Category: Electromagnetics
Related to: Antenna, Waveguide, RHCP, LHCP, Faraday Rotation
Units: dB (cross-pol isolation)

Understanding Polarization

Polarization is a fundamental property of electromagnetic waves that determines how antennas must be oriented and how signals interact with the environment. Proper polarization management doubles the capacity of satellite links through frequency reuse and is critical for radar target discrimination.

Polarization Types

  • Linear vertical (V): E-field oscillates vertically. Used in most terrestrial communications.
  • Linear horizontal (H): E-field oscillates horizontally. Used in broadcast TV, some satellite links.
  • RHCP: Right-hand circular polarization. E-field rotates clockwise (looking from behind the wave). Used in GPS, satellite communications.
  • LHCP: Left-hand circular polarization. E-field rotates counter-clockwise.

Polarization in Practice

  • Satellite frequency reuse: Orthogonal polarizations (V/H or RHCP/LHCP) carry independent signals on the same frequency, doubling capacity.
  • Rain depolarization: Raindrops are slightly oblate, causing differential attenuation and phase shift between V and H polarizations.
  • Faraday rotation: The ionosphere rotates the polarization of linearly polarized waves, making circular polarization preferred for satellite links.
Polarization mismatch loss:
Linear-to-linear (aligned): 0 dB
Linear-to-linear (45 deg): -3 dB
Linear-to-linear (cross): infinite loss
Linear-to-circular: -3 dB
Circular-to-circular (co-pol): 0 dB
Circular-to-circular (cross-pol): infinite loss

Cross-pol discrimination (XPD):
Typical antenna: 25-40 dB
Common Questions

Frequently Asked Questions

What is polarization?

Polarization describes the direction of the electric field of an electromagnetic wave. Linear polarization has a fixed field direction (vertical or horizontal). Circular polarization has a rotating field. The polarization of transmit and receive antennas must match for maximum power transfer.

Why is circular polarization used for satellites?

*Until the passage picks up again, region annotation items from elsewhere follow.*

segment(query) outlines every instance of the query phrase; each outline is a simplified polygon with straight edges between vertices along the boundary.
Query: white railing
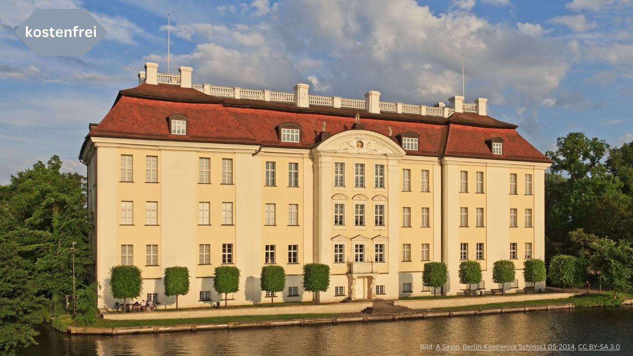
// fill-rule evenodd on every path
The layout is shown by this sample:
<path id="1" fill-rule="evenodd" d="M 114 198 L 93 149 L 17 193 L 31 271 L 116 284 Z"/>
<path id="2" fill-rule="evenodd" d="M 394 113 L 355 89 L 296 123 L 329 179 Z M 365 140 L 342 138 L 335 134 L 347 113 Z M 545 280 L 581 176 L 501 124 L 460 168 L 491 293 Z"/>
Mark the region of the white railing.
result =
<path id="1" fill-rule="evenodd" d="M 217 86 L 210 86 L 209 88 L 209 95 L 216 96 L 229 96 L 235 98 L 235 89 L 229 87 L 218 87 Z"/>
<path id="2" fill-rule="evenodd" d="M 175 74 L 167 74 L 166 73 L 157 73 L 156 81 L 159 83 L 180 85 L 180 76 Z"/>
<path id="3" fill-rule="evenodd" d="M 308 95 L 308 100 L 310 105 L 320 105 L 322 106 L 334 106 L 334 99 L 331 96 Z"/>
<path id="4" fill-rule="evenodd" d="M 270 92 L 270 101 L 283 101 L 284 103 L 294 103 L 294 94 L 292 92 L 272 91 Z"/>
<path id="5" fill-rule="evenodd" d="M 420 105 L 411 105 L 411 104 L 403 104 L 402 112 L 408 114 L 418 114 L 422 113 L 422 108 Z"/>
<path id="6" fill-rule="evenodd" d="M 241 89 L 239 90 L 239 96 L 242 99 L 254 99 L 255 100 L 263 100 L 264 91 Z"/>
<path id="7" fill-rule="evenodd" d="M 476 113 L 477 112 L 477 104 L 467 104 L 464 103 L 462 105 L 462 108 L 465 113 Z"/>
<path id="8" fill-rule="evenodd" d="M 341 99 L 341 108 L 350 108 L 352 109 L 365 109 L 365 100 L 358 99 Z"/>
<path id="9" fill-rule="evenodd" d="M 380 111 L 398 111 L 398 105 L 395 103 L 387 103 L 386 101 L 380 101 Z"/>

Circular polarization is preferred for satellite links because: (1) the ionosphere rotates linearly polarized waves (Faraday rotation), but circular polarization is unaffected; (2) antenna orientation does not matter, important for mobile terminals; (3) orthogonal circular polarizations (RHCP/LHCP) enable frequency reuse.

What is cross-polarization?

Cross-polarization is the unwanted radiation in the polarization orthogonal to the desired polarization. An antenna designed for vertical polarization will also radiate a small amount in horizontal polarization. Cross-polarization discrimination (XPD) measures the ratio between desired and undesired polarization components.